Consider the function field $F/\mathbb{R}$, where $F:=\mathbb{R}(x,y)$ with $x^2+y^2+1=0$. Show that $F/\mathbb{R}$ has genus $0$ but is not a rational function field. Furthermore, all places of $F/\mathbb{R}$ have degree $2$.
I've already proven that $F/\mathbb{R}$ is not a rational function field and has genus $0$. Now I'm trying to prove the degree $2$ part.
It's obvious that $\deg(P)\geq 2$ for all $P$ because if there were $P$ with degree $1$, the fact that $g=0$ would imply $F/\mathbb{R}$ is rational, which I've already proven is not true.
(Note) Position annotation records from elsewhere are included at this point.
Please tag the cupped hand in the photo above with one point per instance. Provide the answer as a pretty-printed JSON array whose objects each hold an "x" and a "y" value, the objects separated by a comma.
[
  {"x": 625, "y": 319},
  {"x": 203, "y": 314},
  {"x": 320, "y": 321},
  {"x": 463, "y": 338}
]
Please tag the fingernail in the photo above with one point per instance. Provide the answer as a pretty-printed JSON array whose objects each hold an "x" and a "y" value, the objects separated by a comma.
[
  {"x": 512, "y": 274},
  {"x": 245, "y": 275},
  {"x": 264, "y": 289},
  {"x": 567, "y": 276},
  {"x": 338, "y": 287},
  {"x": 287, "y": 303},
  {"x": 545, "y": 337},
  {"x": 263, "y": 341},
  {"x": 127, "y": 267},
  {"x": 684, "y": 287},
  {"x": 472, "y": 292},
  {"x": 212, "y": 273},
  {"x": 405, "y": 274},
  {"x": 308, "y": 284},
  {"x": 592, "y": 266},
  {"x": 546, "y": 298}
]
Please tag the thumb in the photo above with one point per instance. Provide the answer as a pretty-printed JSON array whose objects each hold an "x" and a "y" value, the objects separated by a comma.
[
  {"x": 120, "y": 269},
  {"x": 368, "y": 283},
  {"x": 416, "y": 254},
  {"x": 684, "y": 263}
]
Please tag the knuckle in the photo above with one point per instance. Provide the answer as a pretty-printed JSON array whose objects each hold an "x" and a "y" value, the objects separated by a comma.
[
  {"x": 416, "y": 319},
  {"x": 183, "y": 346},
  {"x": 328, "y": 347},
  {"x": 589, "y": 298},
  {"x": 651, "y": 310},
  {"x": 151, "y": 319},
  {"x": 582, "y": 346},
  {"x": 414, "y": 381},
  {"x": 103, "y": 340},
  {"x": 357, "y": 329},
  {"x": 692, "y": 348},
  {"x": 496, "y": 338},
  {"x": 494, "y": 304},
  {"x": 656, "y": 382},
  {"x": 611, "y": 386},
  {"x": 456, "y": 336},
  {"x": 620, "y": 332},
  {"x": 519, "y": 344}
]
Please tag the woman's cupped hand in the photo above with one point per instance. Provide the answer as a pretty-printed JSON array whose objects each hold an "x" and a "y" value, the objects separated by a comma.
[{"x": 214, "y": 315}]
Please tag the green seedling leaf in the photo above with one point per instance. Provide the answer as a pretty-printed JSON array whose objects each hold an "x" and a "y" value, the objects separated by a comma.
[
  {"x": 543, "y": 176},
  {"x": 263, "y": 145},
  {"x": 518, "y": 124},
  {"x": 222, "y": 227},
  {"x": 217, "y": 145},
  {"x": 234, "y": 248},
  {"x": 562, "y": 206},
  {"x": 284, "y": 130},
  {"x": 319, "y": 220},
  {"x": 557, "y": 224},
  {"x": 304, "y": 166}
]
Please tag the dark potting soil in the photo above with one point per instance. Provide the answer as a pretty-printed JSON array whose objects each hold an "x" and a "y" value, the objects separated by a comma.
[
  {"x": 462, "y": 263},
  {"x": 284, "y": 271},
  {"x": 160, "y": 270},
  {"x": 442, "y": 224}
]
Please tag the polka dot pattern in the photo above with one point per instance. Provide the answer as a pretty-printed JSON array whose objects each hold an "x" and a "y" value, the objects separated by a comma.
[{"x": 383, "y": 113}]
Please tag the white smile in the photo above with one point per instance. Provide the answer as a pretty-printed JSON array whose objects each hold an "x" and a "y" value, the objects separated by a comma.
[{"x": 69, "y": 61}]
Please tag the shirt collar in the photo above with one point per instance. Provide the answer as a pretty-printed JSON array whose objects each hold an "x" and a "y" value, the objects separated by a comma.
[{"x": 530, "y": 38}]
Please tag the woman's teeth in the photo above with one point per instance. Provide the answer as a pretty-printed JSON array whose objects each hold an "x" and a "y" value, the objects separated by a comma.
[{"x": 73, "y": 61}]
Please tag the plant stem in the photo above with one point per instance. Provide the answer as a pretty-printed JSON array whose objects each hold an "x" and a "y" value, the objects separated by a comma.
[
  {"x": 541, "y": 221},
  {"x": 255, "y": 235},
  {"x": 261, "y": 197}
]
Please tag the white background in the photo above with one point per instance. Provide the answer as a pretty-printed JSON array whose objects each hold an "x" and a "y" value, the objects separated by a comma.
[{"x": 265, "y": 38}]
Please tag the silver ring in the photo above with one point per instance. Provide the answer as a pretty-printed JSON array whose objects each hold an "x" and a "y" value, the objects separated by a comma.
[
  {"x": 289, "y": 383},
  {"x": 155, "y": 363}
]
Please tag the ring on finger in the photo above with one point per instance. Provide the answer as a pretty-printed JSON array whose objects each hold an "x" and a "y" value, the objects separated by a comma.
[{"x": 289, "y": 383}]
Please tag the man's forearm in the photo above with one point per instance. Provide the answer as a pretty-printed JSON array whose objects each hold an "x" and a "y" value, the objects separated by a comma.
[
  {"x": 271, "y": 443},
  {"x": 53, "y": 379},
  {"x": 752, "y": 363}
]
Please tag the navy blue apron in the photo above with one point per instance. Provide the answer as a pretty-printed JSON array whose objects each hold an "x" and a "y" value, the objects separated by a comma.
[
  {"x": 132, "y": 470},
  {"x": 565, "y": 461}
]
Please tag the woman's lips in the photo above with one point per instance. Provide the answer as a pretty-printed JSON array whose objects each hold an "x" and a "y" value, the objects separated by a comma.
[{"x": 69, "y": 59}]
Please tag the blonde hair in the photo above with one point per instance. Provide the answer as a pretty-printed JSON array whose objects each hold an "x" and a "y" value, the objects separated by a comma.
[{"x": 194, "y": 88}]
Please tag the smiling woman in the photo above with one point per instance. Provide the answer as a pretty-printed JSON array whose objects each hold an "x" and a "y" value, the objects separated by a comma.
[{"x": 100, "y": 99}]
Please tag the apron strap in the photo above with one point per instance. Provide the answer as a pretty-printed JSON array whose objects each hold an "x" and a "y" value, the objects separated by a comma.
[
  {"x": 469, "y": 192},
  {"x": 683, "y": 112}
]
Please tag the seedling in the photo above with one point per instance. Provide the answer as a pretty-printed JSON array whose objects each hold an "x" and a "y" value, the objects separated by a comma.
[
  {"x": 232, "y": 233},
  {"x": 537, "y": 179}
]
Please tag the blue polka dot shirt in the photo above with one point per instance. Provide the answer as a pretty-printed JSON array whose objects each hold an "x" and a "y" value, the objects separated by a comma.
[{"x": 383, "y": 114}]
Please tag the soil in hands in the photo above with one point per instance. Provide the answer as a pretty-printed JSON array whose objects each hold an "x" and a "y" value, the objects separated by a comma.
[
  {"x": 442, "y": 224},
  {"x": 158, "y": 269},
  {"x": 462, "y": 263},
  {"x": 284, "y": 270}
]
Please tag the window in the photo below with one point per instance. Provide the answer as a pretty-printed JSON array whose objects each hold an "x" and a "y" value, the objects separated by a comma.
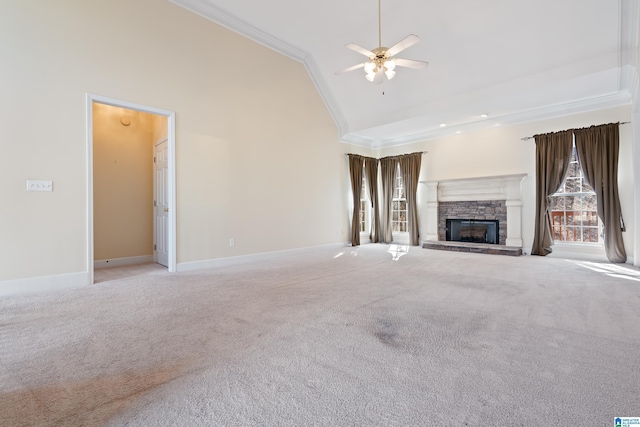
[
  {"x": 574, "y": 215},
  {"x": 363, "y": 205},
  {"x": 399, "y": 205}
]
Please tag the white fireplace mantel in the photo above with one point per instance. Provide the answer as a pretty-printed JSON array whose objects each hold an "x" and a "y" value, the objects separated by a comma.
[{"x": 503, "y": 187}]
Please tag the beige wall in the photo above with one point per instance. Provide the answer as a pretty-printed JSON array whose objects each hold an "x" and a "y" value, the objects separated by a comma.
[
  {"x": 500, "y": 151},
  {"x": 257, "y": 152},
  {"x": 123, "y": 181}
]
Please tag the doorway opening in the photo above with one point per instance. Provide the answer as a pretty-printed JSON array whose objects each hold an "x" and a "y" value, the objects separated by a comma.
[{"x": 131, "y": 185}]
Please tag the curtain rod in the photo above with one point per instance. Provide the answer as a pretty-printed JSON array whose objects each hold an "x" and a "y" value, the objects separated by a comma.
[
  {"x": 347, "y": 154},
  {"x": 526, "y": 138}
]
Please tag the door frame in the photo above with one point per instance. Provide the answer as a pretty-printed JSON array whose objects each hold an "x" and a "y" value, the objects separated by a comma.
[{"x": 171, "y": 140}]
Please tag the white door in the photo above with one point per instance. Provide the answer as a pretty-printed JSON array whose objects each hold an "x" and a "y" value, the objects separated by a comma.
[{"x": 160, "y": 204}]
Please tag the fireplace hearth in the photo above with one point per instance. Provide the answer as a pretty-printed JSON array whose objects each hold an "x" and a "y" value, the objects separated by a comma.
[{"x": 473, "y": 231}]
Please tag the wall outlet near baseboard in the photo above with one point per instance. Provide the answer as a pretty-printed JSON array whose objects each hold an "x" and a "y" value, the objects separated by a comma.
[{"x": 33, "y": 185}]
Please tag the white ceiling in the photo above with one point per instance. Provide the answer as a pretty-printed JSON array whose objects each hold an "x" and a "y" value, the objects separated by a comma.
[{"x": 514, "y": 60}]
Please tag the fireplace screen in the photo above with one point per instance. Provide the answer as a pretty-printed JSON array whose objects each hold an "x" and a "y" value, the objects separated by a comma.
[{"x": 473, "y": 230}]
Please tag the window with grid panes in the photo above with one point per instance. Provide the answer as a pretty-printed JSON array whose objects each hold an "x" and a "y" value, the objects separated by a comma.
[
  {"x": 573, "y": 209},
  {"x": 399, "y": 205},
  {"x": 363, "y": 205}
]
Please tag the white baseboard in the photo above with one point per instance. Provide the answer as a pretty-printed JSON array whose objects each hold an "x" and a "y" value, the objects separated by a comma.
[
  {"x": 221, "y": 262},
  {"x": 583, "y": 252},
  {"x": 43, "y": 283},
  {"x": 118, "y": 262}
]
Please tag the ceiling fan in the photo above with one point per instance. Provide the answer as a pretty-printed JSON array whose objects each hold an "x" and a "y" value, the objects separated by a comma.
[{"x": 381, "y": 59}]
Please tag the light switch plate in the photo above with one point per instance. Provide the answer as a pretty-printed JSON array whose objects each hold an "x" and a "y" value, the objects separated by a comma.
[{"x": 39, "y": 185}]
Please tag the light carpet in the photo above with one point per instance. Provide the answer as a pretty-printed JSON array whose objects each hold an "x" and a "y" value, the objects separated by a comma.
[{"x": 337, "y": 336}]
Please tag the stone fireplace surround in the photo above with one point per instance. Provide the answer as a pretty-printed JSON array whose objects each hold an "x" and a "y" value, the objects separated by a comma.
[
  {"x": 490, "y": 209},
  {"x": 493, "y": 197}
]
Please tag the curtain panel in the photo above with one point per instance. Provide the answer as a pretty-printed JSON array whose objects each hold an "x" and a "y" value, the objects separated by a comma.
[
  {"x": 388, "y": 167},
  {"x": 371, "y": 175},
  {"x": 598, "y": 151},
  {"x": 553, "y": 153},
  {"x": 410, "y": 169},
  {"x": 355, "y": 171}
]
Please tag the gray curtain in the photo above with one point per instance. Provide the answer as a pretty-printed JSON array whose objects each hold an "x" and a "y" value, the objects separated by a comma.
[
  {"x": 355, "y": 171},
  {"x": 371, "y": 175},
  {"x": 597, "y": 148},
  {"x": 553, "y": 153},
  {"x": 388, "y": 167},
  {"x": 410, "y": 169}
]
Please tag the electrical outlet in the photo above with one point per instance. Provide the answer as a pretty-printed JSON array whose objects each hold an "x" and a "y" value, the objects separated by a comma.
[{"x": 33, "y": 185}]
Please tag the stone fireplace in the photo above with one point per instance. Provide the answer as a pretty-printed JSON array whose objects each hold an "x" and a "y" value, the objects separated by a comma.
[{"x": 496, "y": 198}]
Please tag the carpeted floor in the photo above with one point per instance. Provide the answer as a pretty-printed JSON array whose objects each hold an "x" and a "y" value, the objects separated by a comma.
[{"x": 375, "y": 335}]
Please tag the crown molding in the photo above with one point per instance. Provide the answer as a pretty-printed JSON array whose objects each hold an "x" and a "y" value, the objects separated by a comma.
[
  {"x": 241, "y": 27},
  {"x": 233, "y": 23},
  {"x": 326, "y": 95},
  {"x": 565, "y": 109}
]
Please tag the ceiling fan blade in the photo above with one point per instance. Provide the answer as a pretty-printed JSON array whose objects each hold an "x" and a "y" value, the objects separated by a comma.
[
  {"x": 359, "y": 49},
  {"x": 353, "y": 67},
  {"x": 408, "y": 41},
  {"x": 410, "y": 63}
]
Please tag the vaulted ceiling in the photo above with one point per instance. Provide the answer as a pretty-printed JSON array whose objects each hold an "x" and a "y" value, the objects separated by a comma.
[{"x": 491, "y": 62}]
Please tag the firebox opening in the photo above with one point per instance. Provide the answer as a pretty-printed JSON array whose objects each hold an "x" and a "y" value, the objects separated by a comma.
[{"x": 473, "y": 230}]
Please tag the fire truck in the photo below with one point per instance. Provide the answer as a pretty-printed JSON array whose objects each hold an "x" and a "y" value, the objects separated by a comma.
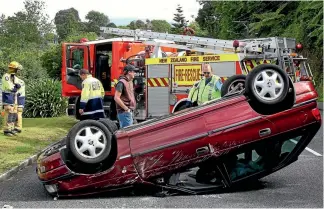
[{"x": 169, "y": 65}]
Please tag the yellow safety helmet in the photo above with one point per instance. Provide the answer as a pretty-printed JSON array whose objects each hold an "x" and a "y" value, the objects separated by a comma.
[{"x": 15, "y": 65}]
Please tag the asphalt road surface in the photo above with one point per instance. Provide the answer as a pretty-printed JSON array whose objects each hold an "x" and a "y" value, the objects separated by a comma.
[{"x": 298, "y": 185}]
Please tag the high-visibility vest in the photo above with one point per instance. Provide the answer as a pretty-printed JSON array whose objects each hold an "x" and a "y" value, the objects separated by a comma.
[
  {"x": 92, "y": 96},
  {"x": 203, "y": 93},
  {"x": 21, "y": 93},
  {"x": 8, "y": 88}
]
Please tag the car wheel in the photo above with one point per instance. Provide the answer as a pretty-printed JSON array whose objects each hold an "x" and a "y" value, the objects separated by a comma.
[
  {"x": 89, "y": 141},
  {"x": 112, "y": 127},
  {"x": 270, "y": 108},
  {"x": 233, "y": 84},
  {"x": 267, "y": 84}
]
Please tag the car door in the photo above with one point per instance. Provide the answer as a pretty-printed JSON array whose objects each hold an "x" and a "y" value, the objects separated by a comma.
[
  {"x": 166, "y": 145},
  {"x": 235, "y": 125}
]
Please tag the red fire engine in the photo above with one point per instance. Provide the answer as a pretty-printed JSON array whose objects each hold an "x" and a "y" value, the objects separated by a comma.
[{"x": 167, "y": 69}]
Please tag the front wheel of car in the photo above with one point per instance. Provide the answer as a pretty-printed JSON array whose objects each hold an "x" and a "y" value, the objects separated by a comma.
[
  {"x": 89, "y": 141},
  {"x": 233, "y": 84},
  {"x": 267, "y": 84}
]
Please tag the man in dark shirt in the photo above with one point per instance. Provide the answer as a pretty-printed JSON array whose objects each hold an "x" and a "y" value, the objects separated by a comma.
[{"x": 124, "y": 97}]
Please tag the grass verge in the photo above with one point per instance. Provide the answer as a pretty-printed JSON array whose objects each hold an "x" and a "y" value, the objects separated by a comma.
[{"x": 36, "y": 135}]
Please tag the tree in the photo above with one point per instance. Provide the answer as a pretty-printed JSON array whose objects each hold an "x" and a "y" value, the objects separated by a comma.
[
  {"x": 160, "y": 26},
  {"x": 112, "y": 25},
  {"x": 23, "y": 38},
  {"x": 95, "y": 20},
  {"x": 198, "y": 31},
  {"x": 67, "y": 22},
  {"x": 180, "y": 21}
]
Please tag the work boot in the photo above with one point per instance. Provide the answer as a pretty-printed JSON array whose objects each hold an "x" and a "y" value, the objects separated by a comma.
[
  {"x": 8, "y": 133},
  {"x": 17, "y": 130},
  {"x": 14, "y": 132}
]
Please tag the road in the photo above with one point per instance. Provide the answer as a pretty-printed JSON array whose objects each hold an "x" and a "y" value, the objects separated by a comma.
[{"x": 298, "y": 185}]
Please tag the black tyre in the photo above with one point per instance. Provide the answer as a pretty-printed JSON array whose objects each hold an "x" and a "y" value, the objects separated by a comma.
[
  {"x": 267, "y": 84},
  {"x": 89, "y": 141},
  {"x": 236, "y": 82},
  {"x": 183, "y": 105},
  {"x": 112, "y": 127}
]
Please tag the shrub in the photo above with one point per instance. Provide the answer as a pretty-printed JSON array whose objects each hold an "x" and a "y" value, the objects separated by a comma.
[{"x": 44, "y": 99}]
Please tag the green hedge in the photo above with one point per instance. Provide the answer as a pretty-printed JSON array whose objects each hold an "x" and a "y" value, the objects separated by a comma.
[{"x": 44, "y": 99}]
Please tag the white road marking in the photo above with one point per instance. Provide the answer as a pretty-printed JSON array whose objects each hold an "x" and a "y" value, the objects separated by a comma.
[{"x": 309, "y": 150}]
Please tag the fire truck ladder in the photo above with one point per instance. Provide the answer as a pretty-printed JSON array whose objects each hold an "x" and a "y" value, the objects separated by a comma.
[
  {"x": 195, "y": 43},
  {"x": 278, "y": 48}
]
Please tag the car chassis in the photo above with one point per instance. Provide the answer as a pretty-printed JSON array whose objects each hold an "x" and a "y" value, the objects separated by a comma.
[{"x": 193, "y": 150}]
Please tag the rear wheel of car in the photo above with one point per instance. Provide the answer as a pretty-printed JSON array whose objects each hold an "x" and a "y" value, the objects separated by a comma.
[
  {"x": 233, "y": 84},
  {"x": 269, "y": 89},
  {"x": 89, "y": 141}
]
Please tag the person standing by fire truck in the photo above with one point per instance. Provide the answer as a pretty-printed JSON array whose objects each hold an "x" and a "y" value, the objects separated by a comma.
[
  {"x": 125, "y": 98},
  {"x": 208, "y": 88},
  {"x": 91, "y": 102},
  {"x": 10, "y": 86}
]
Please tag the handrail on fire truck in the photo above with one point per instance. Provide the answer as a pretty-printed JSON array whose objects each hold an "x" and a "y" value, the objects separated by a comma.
[{"x": 272, "y": 47}]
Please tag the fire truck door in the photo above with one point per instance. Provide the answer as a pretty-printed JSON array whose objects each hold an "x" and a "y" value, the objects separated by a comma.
[
  {"x": 75, "y": 58},
  {"x": 158, "y": 90}
]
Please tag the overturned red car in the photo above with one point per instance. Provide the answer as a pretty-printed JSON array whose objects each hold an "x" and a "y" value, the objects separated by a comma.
[{"x": 245, "y": 135}]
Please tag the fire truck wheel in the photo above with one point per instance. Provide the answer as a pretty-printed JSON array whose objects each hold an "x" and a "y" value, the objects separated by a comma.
[
  {"x": 233, "y": 84},
  {"x": 267, "y": 84},
  {"x": 112, "y": 127},
  {"x": 89, "y": 141}
]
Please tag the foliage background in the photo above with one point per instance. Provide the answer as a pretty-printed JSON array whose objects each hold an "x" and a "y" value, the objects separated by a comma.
[{"x": 32, "y": 39}]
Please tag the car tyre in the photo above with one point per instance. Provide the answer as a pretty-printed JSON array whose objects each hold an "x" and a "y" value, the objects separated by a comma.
[
  {"x": 285, "y": 101},
  {"x": 112, "y": 127},
  {"x": 264, "y": 91},
  {"x": 232, "y": 82},
  {"x": 85, "y": 138}
]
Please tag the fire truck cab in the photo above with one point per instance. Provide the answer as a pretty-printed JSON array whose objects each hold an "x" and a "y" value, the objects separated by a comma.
[
  {"x": 167, "y": 68},
  {"x": 105, "y": 59}
]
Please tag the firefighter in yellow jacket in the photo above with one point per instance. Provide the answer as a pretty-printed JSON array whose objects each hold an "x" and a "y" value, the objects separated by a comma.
[
  {"x": 91, "y": 102},
  {"x": 10, "y": 88},
  {"x": 208, "y": 88},
  {"x": 19, "y": 107}
]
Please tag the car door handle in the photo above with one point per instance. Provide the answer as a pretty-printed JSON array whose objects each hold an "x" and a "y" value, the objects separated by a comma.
[
  {"x": 202, "y": 150},
  {"x": 264, "y": 132}
]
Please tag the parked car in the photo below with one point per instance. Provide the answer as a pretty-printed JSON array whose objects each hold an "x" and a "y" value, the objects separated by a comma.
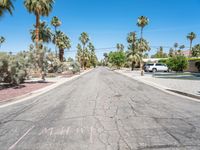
[{"x": 156, "y": 67}]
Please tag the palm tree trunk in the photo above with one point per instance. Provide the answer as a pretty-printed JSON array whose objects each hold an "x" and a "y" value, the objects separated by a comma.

Now since $[F:K(x)]=[F:K(y)]=2$ and $x^2+y^2+1=0$, we have $(x)_\infty=(y)_\infty=P_0$ for some $P_0$ with degree $2$. So for $Q\neq P_0$, we must prove $\deg(Q)= 2$.
Since $g=0$, there is $z\in F$ with $(z)_\infty=Q$. We may write $z=\frac{a+by}{c}$, where $a,b,c\in\mathbb{R}[x]$. Since $Q$ is the only pole of $z$, we must have that $\deg(a)\leq \deg(c)$ and $\deg(b)\leq \deg(c)-1$ and that $Q$ is the only zero of $c$. In particular, $(c)=Q-\deg(c)P_0$, so $\deg(Q)=2\deg(c)$, i.e, $\deg(Q)$ is even.
I still wasn't able to prove that $\deg(c)=1$. Any suggestions?